Excela Health, the Greensburg-based three-hospital system, reported an $11.8 million loss from operations for the 12 months ended June 30. But that included a one-time charge of $13 million related to closing its hospital in Jeannette in early 2011, Chief Operating Officer Michael Busch said. Not counting the charge, Busch said, the system finished the year with an operating margin of 0.3 percent.

But that's not acceptable, Busch said: The hospital wants an operating margin of 2 percent to 3 percent.

To combat declining hospital admissions and the migration of patients to UPMC for procedures, Excela is heavily recruiting specialty physicians, increasing its outpatient services and working to become more efficient, Busch said.

"We think if we really focus on the patient and doing the right thing, our margins will improve," he said.

Inpatient revenue is accounting for less of a health system's total revenue. And it takes many more outpatient procedures to make up for the lost revenue of one less inpatient procedure, said Thomas Aubel, vice president of data management for the Hospital Council.
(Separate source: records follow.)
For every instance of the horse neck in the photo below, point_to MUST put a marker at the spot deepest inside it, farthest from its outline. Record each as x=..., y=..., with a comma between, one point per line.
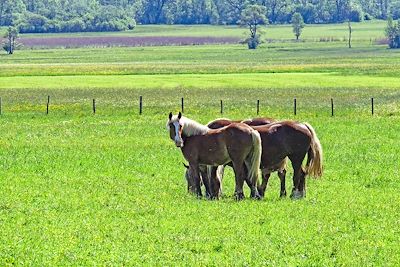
x=193, y=128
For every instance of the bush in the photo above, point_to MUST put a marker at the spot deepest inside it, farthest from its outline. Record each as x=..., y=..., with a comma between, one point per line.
x=393, y=33
x=31, y=23
x=368, y=16
x=253, y=43
x=356, y=14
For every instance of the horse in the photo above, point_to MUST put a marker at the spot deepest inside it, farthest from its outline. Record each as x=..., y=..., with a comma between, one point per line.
x=237, y=143
x=282, y=140
x=215, y=175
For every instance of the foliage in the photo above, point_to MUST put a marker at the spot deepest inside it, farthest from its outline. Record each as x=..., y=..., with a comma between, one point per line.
x=297, y=24
x=393, y=33
x=253, y=16
x=10, y=43
x=117, y=15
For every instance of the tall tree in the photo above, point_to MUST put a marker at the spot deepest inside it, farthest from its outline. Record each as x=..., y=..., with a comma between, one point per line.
x=11, y=36
x=253, y=16
x=297, y=24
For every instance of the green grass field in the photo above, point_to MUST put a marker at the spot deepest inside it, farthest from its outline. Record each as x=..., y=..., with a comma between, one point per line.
x=362, y=31
x=108, y=189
"The old standby is it takes 30 outpatients to equal an inpatient," he said.

Heritage Valley Health System, the two-hospital system in Beaver, lost $11.5 million on operations for the year ended June 30. The result was exacerbated by a one-time charge of $9 million related to an early retirement program the system instituted early last year to cut costs, Chief Financial Officer Bryan Randall said.

In the second half of last year, it turned a $4.9 million profit on operations, or a margin of 2.1 percent, Randall said. Heritage, too, is expanding outpatient facilities to capture more patients and grow revenue.

"Health care has become much more of a customer-service-oriented business than it was," CEO Norm Mitry said.

The system will open a 30,000-square-foot medical services center in Chippewa next month, and this week it opened an urgent care facility in Moon, its sixth.

"People want convenience," Mitry said.